No me esperaba lo que vino después: bondad. Me llevó a una cocina más grande que mi casa entera en Oaxaca y me sirvió chocolate caliente con pan dulce. Mientras comía, me contó su historia: viuda desde hacía cinco años, con un hijo único, Alejandro, dueño de una empresa de construcción que crecía como montaña. “Trabaja como si el trabajo fuera una manera de no sentir”, me dijo, y esa frase se me quedó clavada.
Esa noche, al enseñarme mi cuarto —pequeño pero cómodo, con una ventana que daba a un jardín de rosas—, doña Carmen me miró como si me estuviera adoptando con los ojos.
—Aquí no eres solo la empleada. Eres parte de la familia. Quiero que esta casa vuelva a sentirse como un hogar.
Y así empezó mi vida nueva. Me levantaba a las cinco, hacía café de olla, tortillas calientitas, chilaquiles cuando era día especial. Don Alejandro, cuando estaba, era distinto a lo que yo imaginaba de un hombre rico: siempre de traje, siempre con el teléfono pegado, pero respetuoso. Me daba las gracias. Preguntaba por mi familia. Me ofrecía permiso para visitar Oaxaca si lo necesitaba. Yo mandaba dinero cada quincena: mi papá mejoró, Joaquín siguió estudiando, Guadalupe se acercó más a su sueño. Por primera vez, sentí que mi sacrificio tenía sentido.
Con doña Carmen me volví cercana como una hija. Por las tardes tomábamos café entre los rosales y ella me contaba su juventud: también había llegado de un pueblito, también había tenido que luchar para ser aceptada. “Me enamoré del corazón de mi esposo antes que de su dinero”, decía con orgullo. Y cuando lo decía, sus manos tocaban las rosas como si tocaran recuerdos.
Dos años pasaron así: tranquilos, cálidos, como una rutina que cura. Yo pensé que la vida, por fin, me estaba devolviendo algo bueno. No sabía que la tormenta entraría por la puerta principal con tacones altos y perfume caro.
Se llamaba Isabela Vázquez Salinas.
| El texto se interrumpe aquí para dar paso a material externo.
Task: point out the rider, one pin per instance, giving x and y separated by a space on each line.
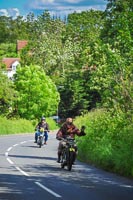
42 124
68 129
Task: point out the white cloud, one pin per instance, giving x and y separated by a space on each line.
14 12
4 12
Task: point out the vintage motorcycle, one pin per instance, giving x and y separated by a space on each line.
40 139
68 153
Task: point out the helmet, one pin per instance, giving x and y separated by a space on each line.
69 120
43 118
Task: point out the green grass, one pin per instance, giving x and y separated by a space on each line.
108 143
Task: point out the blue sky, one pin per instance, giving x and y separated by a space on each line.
58 7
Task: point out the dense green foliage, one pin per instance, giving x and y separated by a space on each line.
108 143
88 59
37 94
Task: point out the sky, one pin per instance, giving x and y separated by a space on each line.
15 8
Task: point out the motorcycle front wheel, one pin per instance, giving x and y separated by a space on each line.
70 159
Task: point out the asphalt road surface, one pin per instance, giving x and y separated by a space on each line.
28 172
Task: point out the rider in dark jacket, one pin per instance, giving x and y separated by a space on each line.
42 124
67 129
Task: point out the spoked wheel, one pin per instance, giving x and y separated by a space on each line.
63 160
70 160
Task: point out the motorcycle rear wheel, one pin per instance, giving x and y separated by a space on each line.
70 160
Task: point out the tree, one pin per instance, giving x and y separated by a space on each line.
36 93
7 94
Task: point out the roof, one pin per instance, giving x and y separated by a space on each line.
21 44
9 61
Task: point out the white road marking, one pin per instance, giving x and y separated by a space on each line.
8 159
15 145
6 154
9 149
23 142
24 173
47 189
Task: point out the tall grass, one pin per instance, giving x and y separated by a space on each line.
108 143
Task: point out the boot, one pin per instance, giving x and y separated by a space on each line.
59 157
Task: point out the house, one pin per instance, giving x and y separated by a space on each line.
11 64
21 44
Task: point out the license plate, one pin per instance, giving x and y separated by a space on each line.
71 149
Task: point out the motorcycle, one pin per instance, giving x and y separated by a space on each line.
68 153
40 139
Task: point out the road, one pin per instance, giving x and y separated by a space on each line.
31 173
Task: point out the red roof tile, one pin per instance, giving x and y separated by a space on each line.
9 61
21 44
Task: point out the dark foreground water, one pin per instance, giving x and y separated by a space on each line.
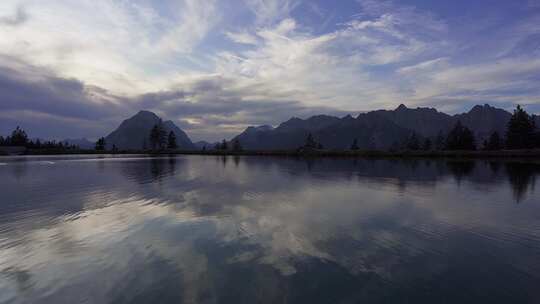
198 229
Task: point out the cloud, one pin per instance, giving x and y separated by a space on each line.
188 62
19 18
271 11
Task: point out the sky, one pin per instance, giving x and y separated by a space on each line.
77 68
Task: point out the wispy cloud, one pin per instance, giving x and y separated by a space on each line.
215 73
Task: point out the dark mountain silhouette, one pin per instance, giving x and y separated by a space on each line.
201 144
483 120
82 143
380 129
134 133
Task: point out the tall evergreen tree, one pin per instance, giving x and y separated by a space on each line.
413 143
158 136
494 143
354 145
310 142
427 145
100 144
19 137
171 141
440 142
154 137
224 145
520 131
236 145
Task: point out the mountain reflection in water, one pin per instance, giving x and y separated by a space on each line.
212 229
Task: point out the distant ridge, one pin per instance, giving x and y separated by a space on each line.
133 133
380 129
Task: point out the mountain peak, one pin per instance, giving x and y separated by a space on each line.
401 107
133 133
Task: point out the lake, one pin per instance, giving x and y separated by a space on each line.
214 229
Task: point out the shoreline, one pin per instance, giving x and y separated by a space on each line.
535 153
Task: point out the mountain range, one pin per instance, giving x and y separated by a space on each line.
380 129
134 133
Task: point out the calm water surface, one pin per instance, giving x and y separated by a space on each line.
204 229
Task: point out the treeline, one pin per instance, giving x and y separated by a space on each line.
19 138
158 138
521 133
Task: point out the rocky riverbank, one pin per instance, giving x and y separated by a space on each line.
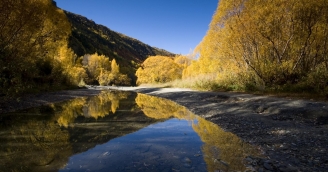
291 133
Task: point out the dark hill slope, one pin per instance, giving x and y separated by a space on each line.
88 37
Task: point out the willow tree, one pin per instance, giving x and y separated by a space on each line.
274 42
30 33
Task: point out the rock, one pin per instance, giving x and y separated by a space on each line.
267 166
288 169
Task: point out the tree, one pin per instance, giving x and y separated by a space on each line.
30 33
271 43
158 69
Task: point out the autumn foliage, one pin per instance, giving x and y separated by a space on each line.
161 69
258 44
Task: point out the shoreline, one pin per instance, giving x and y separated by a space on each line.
291 133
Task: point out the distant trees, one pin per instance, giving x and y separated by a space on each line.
160 69
103 71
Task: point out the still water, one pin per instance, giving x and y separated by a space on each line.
117 131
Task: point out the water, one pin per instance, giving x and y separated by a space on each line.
117 131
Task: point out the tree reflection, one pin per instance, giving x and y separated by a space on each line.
104 104
33 142
159 108
222 150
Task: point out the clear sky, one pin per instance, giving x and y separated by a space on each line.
173 25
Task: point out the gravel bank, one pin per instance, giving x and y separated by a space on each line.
292 133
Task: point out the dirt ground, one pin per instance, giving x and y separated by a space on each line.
291 133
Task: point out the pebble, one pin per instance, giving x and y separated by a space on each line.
268 166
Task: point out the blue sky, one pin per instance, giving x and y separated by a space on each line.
174 25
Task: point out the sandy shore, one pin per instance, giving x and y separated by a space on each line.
292 133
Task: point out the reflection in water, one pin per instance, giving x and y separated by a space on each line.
117 131
221 150
95 107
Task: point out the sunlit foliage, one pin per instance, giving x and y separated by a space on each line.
159 69
259 44
30 33
103 71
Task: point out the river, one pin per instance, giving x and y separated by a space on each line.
117 131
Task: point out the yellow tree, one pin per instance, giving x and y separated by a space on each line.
267 42
158 69
30 33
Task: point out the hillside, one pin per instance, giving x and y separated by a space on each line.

Tenía treinta y seis años y una belleza que parecía diseñada para impresionar: cabello rubio perfecto, maquillaje impecable, vestido negro elegante, joyas que lanzaban destellos. Cuando la vi por primera vez, lo supe sin entenderlo: no miró a las personas, miró la casa. Sus ojos se movían como si estuviera calculando el valor de cada cuadro, cada lámpara, cada rincón.